Song Meaning
The lyrics paint a stark picture of loss, beginning with the devastating declaration, "That was everything that I owned." This initial statement sets a tone of profound emptiness, immediately juxtaposed with a childlike desire for "horseback riding lessons." The contrast between adult dispossession and infantile longing creates a disorienting emotional landscape, suggesting a regression or a desperate clinging to innocence in the face of overwhelming ruin.
The core tension seems to stem from an inability to process immense loss. The phrase "Nothing feeling, nothing feeling, welling up around the edges" repeated throughout suggests a numbing emotional state, where feelings are present but suppressed, contained just beneath the surface. This internal struggle is amplified by the external imagery of "whole body arched up into the night" and "kneeling down in the street," which evoke a sense of desperate, almost primal, reaction to an unseen force, perhaps the "everything" that is "pulling down."

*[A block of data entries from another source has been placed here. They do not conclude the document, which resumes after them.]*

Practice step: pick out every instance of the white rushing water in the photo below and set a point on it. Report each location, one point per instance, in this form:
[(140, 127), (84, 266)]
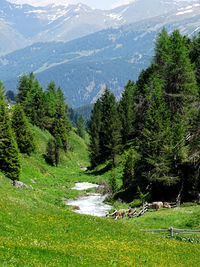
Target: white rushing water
[(84, 186), (91, 204)]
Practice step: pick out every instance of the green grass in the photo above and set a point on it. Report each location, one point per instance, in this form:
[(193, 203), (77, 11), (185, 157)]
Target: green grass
[(37, 229)]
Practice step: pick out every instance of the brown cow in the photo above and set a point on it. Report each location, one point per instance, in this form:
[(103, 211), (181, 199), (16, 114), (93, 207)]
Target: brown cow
[(156, 205), (166, 205), (120, 214), (131, 212)]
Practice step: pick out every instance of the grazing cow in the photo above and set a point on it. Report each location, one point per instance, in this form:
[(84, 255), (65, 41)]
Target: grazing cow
[(156, 205), (131, 212), (120, 214), (166, 205)]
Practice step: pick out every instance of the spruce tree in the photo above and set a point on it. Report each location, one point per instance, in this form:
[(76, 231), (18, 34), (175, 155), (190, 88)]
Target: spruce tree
[(154, 168), (25, 85), (127, 112), (2, 91), (10, 162), (195, 56), (53, 152), (110, 134), (81, 127), (129, 170), (94, 132), (24, 136), (35, 105)]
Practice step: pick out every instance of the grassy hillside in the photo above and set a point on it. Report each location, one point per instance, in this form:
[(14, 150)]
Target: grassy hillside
[(37, 229)]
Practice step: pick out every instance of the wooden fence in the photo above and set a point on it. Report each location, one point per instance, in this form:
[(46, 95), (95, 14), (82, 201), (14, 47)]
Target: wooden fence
[(173, 231)]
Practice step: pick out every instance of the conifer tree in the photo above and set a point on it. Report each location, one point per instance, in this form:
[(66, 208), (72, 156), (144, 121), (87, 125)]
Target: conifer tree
[(127, 112), (10, 162), (24, 87), (24, 136), (81, 127), (110, 134), (129, 170), (35, 105), (94, 132), (195, 56), (154, 169), (2, 91), (53, 152)]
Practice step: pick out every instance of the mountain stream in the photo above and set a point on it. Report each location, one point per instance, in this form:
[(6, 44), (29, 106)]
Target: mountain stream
[(91, 204)]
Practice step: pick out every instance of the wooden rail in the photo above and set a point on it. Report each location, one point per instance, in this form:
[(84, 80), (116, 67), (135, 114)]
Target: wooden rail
[(172, 231)]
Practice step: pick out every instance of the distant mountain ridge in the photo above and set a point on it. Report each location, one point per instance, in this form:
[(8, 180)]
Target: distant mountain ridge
[(85, 66), (22, 25)]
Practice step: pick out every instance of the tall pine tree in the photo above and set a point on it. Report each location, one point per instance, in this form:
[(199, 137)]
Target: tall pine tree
[(94, 132), (24, 136), (10, 162)]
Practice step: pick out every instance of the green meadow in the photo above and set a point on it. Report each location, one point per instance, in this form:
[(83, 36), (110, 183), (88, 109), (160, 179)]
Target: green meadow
[(38, 229)]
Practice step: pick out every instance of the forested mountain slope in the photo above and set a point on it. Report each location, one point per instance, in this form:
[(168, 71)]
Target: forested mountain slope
[(84, 67)]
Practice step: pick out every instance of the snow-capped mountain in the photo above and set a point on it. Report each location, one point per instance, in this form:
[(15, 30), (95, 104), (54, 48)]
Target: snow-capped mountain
[(22, 24)]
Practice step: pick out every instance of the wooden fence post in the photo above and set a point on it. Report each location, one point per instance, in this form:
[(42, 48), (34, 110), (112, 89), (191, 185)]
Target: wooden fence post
[(171, 231)]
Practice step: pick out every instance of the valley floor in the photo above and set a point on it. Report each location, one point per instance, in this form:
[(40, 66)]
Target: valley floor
[(38, 229)]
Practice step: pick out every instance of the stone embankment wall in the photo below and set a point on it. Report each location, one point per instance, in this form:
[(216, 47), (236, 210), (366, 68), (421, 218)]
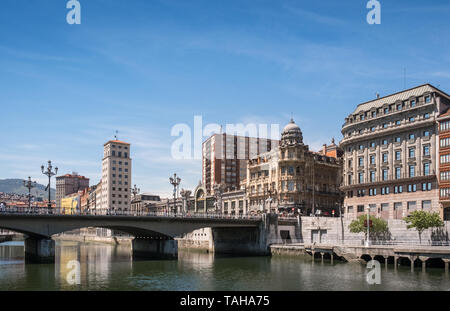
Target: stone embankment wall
[(327, 230)]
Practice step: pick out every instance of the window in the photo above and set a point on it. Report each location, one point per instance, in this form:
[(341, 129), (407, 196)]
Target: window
[(372, 176), (426, 186), (445, 142), (426, 169), (445, 175), (397, 173), (444, 126), (290, 186), (445, 158), (411, 206), (412, 188), (445, 193), (412, 170), (398, 189), (426, 204)]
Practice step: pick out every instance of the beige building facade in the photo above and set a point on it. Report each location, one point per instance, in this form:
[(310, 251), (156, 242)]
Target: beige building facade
[(68, 184), (116, 177), (391, 154), (292, 179)]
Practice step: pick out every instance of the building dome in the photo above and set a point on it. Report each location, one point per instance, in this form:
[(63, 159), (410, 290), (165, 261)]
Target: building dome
[(291, 135)]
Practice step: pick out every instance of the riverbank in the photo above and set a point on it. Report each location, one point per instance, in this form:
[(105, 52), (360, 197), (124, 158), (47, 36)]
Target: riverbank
[(436, 256)]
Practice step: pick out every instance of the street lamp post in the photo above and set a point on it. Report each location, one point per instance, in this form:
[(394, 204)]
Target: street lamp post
[(218, 191), (175, 182), (368, 227), (49, 174), (185, 194), (29, 184), (271, 192)]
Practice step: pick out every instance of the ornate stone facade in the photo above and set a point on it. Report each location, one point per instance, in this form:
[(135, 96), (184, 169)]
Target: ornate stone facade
[(391, 154), (293, 179)]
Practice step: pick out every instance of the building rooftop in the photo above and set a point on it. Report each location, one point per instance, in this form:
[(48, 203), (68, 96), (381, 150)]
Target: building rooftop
[(72, 176), (116, 142), (399, 96)]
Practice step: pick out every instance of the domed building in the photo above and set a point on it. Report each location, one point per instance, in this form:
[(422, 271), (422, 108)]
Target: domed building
[(292, 179)]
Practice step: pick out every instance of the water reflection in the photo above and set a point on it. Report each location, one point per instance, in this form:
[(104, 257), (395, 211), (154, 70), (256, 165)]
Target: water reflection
[(109, 267)]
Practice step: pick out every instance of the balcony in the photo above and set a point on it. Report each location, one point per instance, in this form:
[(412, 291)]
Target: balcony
[(404, 178)]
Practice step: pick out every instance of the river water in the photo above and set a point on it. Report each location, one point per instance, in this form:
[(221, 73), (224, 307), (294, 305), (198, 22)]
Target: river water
[(108, 267)]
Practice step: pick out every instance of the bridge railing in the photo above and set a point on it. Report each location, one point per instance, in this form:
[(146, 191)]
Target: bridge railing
[(46, 211)]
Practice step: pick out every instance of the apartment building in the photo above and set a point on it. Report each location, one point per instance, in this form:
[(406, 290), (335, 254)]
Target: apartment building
[(224, 159), (116, 176), (293, 179), (444, 164), (391, 154), (68, 184)]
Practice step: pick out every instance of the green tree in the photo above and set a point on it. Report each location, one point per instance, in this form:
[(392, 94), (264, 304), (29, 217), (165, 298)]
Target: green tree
[(421, 221), (379, 226)]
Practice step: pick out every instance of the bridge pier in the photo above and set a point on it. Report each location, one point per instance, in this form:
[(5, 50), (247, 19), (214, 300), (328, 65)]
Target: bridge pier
[(39, 250), (424, 262), (446, 262), (154, 248)]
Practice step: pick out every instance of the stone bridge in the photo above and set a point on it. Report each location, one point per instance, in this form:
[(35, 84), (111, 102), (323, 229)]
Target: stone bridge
[(153, 235)]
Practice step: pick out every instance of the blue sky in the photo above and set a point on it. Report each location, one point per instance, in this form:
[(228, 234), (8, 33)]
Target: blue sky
[(140, 67)]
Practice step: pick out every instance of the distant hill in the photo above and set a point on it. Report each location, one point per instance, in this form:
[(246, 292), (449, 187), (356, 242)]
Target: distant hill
[(16, 186)]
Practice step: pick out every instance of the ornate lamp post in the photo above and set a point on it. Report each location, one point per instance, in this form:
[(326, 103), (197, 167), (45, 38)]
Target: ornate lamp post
[(29, 184), (135, 192), (175, 181), (218, 191), (185, 194), (49, 173), (271, 192)]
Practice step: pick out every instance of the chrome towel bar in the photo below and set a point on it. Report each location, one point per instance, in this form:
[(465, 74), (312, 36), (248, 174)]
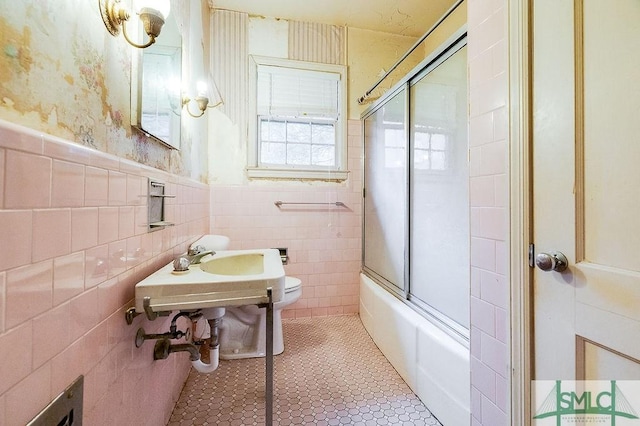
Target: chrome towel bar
[(337, 204)]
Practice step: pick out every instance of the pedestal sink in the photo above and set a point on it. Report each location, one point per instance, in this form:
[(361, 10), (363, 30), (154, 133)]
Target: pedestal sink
[(228, 278)]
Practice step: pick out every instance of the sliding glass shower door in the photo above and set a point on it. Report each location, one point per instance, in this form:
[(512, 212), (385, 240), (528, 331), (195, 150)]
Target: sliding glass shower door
[(416, 218), (439, 195), (385, 200)]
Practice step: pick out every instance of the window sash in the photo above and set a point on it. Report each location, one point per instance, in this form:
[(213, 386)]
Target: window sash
[(284, 148), (288, 92)]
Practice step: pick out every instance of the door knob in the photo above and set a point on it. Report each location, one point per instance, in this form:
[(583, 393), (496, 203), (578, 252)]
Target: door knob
[(554, 261)]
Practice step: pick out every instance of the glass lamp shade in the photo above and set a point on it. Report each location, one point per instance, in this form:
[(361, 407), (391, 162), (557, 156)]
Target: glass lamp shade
[(162, 6)]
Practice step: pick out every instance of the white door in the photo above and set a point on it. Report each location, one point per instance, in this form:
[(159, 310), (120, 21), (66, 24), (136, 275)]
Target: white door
[(586, 167)]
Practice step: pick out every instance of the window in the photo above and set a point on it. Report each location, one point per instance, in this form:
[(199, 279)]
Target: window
[(297, 120)]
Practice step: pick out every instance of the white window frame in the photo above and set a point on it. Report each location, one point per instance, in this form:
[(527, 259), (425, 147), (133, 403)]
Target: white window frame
[(254, 168)]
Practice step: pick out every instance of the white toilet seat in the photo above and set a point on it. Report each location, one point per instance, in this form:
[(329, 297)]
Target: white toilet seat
[(243, 329)]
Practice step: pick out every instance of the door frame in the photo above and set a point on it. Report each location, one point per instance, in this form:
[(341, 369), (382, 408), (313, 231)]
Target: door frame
[(519, 19)]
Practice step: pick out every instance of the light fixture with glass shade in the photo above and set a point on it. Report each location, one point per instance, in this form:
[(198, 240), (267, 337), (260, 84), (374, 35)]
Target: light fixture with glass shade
[(152, 13), (202, 98)]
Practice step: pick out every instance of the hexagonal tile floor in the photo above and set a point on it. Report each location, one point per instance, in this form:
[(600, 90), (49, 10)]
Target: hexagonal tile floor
[(331, 373)]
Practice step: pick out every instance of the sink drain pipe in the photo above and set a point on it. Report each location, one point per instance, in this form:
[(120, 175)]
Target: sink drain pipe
[(214, 350)]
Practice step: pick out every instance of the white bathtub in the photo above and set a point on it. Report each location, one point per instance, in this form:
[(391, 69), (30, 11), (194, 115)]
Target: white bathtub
[(433, 364)]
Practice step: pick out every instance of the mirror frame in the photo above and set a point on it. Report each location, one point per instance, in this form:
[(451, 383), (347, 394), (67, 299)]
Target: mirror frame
[(137, 84)]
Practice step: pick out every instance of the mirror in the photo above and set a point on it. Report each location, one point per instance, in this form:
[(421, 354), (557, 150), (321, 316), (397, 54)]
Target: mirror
[(156, 76)]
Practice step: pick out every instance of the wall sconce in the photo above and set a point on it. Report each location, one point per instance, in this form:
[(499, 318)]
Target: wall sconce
[(202, 100), (152, 13)]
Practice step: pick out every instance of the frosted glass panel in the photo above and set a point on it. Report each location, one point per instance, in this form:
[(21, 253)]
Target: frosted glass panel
[(385, 200), (439, 194)]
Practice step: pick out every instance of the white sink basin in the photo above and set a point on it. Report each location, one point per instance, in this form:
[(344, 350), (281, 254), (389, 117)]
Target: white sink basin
[(229, 278)]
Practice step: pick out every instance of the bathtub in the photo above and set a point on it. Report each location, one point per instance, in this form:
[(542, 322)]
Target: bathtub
[(435, 365)]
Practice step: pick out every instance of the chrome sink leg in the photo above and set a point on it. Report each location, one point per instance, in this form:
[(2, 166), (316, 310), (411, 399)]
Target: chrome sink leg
[(269, 361)]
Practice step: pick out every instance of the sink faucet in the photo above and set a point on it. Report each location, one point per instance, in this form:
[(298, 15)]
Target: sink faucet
[(194, 256)]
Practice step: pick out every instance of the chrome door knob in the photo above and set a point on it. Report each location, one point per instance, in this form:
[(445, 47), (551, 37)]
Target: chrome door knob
[(554, 261)]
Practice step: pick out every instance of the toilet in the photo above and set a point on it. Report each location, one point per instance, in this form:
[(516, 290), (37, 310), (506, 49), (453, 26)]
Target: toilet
[(243, 328), (242, 332)]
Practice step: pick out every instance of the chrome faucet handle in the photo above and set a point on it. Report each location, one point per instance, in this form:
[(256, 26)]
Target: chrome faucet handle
[(181, 264), (196, 250)]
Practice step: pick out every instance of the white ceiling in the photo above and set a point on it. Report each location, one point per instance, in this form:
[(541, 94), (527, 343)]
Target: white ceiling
[(405, 17)]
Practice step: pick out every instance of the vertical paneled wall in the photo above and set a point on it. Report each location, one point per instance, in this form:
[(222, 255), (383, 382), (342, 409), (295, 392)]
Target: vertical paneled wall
[(324, 242), (489, 192)]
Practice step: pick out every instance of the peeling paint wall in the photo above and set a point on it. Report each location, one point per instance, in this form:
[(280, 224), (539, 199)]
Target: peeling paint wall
[(372, 53), (62, 73)]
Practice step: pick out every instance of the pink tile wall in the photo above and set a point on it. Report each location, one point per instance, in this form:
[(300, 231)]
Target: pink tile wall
[(488, 140), (74, 244), (324, 242)]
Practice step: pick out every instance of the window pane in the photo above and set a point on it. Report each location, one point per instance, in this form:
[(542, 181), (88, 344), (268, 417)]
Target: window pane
[(299, 132), (274, 131), (273, 153), (298, 154), (323, 134), (323, 155)]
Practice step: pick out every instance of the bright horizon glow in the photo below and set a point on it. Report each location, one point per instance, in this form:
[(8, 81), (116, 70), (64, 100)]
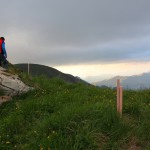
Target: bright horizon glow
[(105, 71)]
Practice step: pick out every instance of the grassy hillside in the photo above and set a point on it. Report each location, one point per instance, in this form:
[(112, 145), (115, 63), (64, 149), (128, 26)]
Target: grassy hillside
[(65, 116), (38, 70)]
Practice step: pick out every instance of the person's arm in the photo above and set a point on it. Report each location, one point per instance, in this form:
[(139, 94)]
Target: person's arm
[(4, 50)]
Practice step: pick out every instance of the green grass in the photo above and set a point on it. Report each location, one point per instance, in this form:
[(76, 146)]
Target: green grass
[(63, 116)]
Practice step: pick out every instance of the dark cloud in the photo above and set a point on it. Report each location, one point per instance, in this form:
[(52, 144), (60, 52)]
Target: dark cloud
[(82, 31)]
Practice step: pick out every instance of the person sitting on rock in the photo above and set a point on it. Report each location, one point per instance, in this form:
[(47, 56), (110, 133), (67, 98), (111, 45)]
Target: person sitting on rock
[(3, 54)]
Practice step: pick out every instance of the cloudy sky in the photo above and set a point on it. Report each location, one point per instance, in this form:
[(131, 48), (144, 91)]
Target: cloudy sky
[(86, 38)]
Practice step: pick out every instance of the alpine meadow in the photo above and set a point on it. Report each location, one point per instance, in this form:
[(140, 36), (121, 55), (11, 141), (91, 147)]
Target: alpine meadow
[(58, 115)]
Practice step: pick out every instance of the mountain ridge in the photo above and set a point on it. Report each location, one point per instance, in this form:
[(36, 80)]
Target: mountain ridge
[(135, 82), (37, 70)]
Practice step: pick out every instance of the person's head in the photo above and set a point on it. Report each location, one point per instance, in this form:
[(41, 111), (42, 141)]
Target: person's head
[(3, 38)]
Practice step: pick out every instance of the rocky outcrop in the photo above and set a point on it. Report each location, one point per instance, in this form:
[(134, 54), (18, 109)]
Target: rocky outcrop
[(11, 84)]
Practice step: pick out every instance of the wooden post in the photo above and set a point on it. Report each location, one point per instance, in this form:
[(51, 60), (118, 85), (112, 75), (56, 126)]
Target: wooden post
[(28, 69), (119, 97), (118, 94), (120, 100)]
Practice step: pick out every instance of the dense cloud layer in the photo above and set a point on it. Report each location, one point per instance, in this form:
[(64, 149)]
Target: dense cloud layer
[(81, 31)]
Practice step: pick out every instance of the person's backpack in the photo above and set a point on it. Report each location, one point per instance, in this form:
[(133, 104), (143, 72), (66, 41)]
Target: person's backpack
[(1, 42)]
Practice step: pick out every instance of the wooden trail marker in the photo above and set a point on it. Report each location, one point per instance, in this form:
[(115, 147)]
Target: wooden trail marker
[(119, 97), (28, 68)]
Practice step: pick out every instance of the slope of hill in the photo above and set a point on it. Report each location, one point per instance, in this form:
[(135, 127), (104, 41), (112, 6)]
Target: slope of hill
[(141, 81), (37, 70), (65, 116)]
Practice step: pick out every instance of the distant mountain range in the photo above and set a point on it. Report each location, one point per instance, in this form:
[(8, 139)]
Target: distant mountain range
[(37, 70), (135, 82)]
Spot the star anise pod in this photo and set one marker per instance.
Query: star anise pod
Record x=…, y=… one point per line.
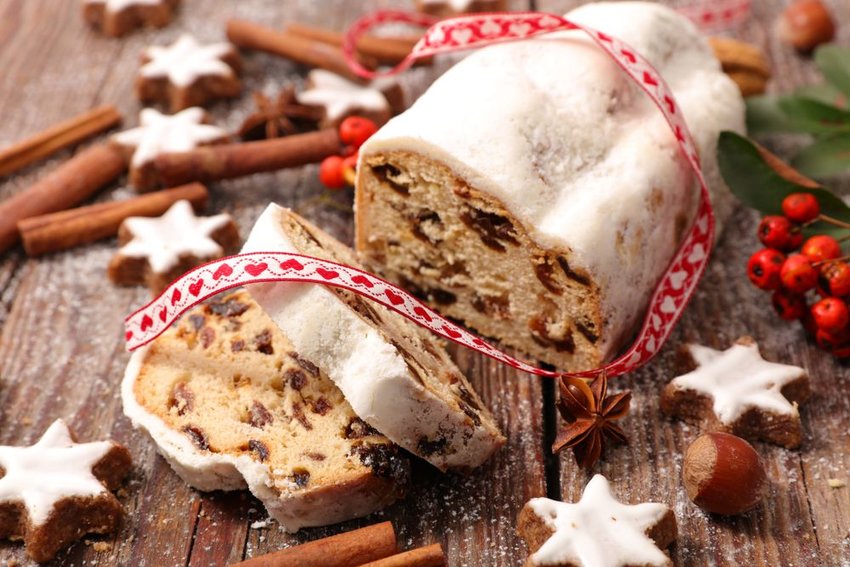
x=280, y=117
x=590, y=414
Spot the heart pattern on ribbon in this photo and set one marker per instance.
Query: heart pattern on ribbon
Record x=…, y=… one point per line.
x=666, y=305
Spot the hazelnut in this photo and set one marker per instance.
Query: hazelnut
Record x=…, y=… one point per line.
x=723, y=474
x=805, y=24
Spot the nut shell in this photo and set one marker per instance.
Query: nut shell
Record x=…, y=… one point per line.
x=805, y=24
x=723, y=474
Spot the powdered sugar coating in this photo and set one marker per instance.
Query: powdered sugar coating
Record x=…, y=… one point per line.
x=185, y=61
x=178, y=232
x=738, y=379
x=53, y=469
x=158, y=133
x=583, y=159
x=371, y=372
x=598, y=530
x=339, y=96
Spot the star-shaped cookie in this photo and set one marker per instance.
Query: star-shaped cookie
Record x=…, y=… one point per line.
x=187, y=73
x=118, y=17
x=56, y=491
x=155, y=251
x=739, y=392
x=159, y=134
x=340, y=98
x=598, y=530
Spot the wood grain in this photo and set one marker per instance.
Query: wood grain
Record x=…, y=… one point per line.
x=61, y=353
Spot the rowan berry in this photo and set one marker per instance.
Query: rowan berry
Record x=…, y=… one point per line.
x=831, y=314
x=821, y=247
x=355, y=130
x=797, y=274
x=834, y=279
x=764, y=268
x=789, y=306
x=776, y=232
x=801, y=207
x=330, y=172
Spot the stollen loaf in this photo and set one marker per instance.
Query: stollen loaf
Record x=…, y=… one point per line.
x=535, y=193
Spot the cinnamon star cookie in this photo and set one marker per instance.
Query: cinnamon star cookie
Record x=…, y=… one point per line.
x=56, y=491
x=739, y=392
x=187, y=73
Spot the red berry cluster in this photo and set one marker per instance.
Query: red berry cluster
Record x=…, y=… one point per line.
x=336, y=172
x=818, y=267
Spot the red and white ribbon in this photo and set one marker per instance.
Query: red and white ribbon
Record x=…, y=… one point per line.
x=718, y=14
x=668, y=301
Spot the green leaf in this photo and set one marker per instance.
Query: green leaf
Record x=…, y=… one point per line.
x=789, y=113
x=834, y=63
x=824, y=158
x=825, y=93
x=757, y=185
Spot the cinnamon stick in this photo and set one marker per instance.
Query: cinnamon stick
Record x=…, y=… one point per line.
x=66, y=229
x=388, y=50
x=71, y=183
x=225, y=161
x=58, y=137
x=429, y=556
x=298, y=48
x=348, y=549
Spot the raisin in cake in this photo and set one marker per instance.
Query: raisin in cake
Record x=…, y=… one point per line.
x=231, y=404
x=395, y=375
x=535, y=193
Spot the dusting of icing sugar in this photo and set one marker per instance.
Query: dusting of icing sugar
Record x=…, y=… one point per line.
x=738, y=379
x=178, y=232
x=339, y=96
x=53, y=469
x=158, y=134
x=185, y=61
x=120, y=5
x=598, y=530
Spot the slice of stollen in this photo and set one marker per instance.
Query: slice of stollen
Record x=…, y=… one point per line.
x=395, y=375
x=230, y=405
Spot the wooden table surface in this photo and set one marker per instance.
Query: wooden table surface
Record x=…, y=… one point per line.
x=62, y=354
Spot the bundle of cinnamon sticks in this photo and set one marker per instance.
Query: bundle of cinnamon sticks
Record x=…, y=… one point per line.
x=372, y=546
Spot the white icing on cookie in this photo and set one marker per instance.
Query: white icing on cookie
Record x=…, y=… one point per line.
x=339, y=96
x=738, y=379
x=115, y=6
x=53, y=469
x=177, y=233
x=159, y=134
x=185, y=61
x=598, y=530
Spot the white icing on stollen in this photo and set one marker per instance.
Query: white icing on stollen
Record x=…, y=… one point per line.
x=738, y=379
x=53, y=469
x=598, y=530
x=159, y=134
x=558, y=133
x=115, y=6
x=339, y=96
x=177, y=233
x=185, y=61
x=370, y=371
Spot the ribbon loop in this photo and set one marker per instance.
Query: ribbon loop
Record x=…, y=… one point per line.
x=668, y=300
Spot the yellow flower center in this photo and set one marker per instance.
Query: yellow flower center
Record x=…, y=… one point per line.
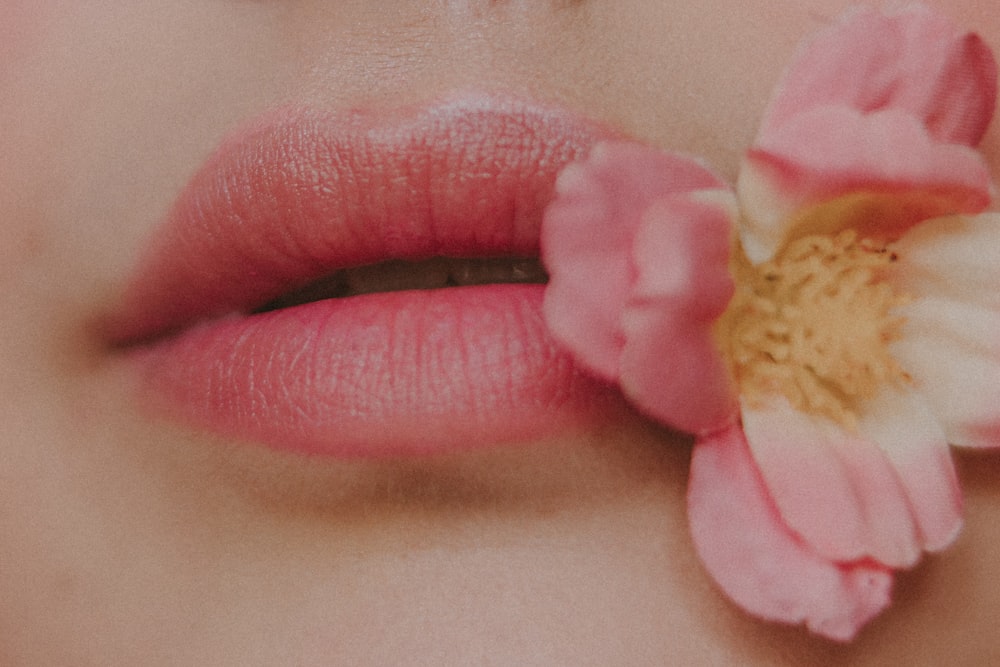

The repeated, almost pleading, address "My little dear" offers a fragile point of connection amidst the desolation. It’s unclear if this is directed outward or inward, a self-soothing or an attempt to comfort another. The cyclical nature of the "nothing feeling" refrain, anchored by the starkness of "through November," emphasizes a prolonged period of emotional stasis and endurance, where time itself ("The hours fall beside us left and right") becomes a passive observer to this internal void.
Ultimately, the effectiveness of these lyrics lies in their raw, unvarnished portrayal of emotional collapse. The juxtaposition of profound loss with childlike innocence, coupled with the visceral imagery of physical reaction to emotional pain, creates a powerful sense of vulnerability. The repetition underscores a feeling of being trapped in a state of shock, where the overwhelming reality of having lost "everything" is too much to fully comprehend or articulate, leaving only a hollow ache.